ALUNO: BRUNO GHERARDI ORIENTADOR: PABLO VIDAL TORRADO
PIRACICABA, SP. SETEMBRO DE 2002
RESUMO
O Projeto será desenvolvido na Estação Ecológica da Ilha do Cardoso, onde
se encontra uma Restinga, que faz parte das quatro principais formações florestais
do Estado de São Paulo. Nessa área está sendo feito um mapeamento
ultradetalhado de solos, com amostragem em cada uma das 256 sub-parcelas
permanentes em uma parcela de 10,24ha, que tem a forma de um quadrado. Essa
forma, dividida em 256 sub-parcelas iguais, dá origem a uma malha de 16
transeções longitudinais e 16 transversais, sendo que apenas uma de cada direção
será estudada neste projeto. Este método foi escolhido pelo fato de se ter verificado
uma possível relação entre as variações de microrelevo e os solos da restinga, após
as observações que as tradagens feitas até um metro de profundidade
proporcionaram. Observou-se Espodossolos, Gleissolos e Neossolos Quartzarênicos
em complexa associação na restinga da Ilha do Cardoso, se diferenciando
significativamente devido à sua posição no relevo. Em conseqüência disso, as
transeções escolhidas serão aquelas com a maior diversidade de formas de relevo,
procurando verificar as variações ocorridas no solo da região em função do
microrelevo.
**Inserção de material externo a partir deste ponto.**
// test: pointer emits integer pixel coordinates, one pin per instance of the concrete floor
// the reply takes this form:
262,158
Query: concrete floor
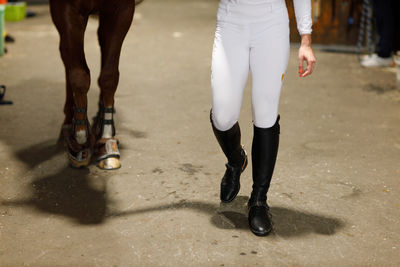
334,197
Serão obtidas amostras de forma sistemática, de 20 em 20m, por meio
de tradagens de dois metros de profundidade, com eventuais tradagens até o fim do
pacote arenoso (quatro a seis metros de profundidade) nas transeções estudadas.
Essas amostras serão conduzidas para o laboratório, onde serão feitas as análises
química e granulométrica. A configuração lateral e vertical dos horizontes do solo ao
longo das duas transeções será determinada pelo método da análise estrutural.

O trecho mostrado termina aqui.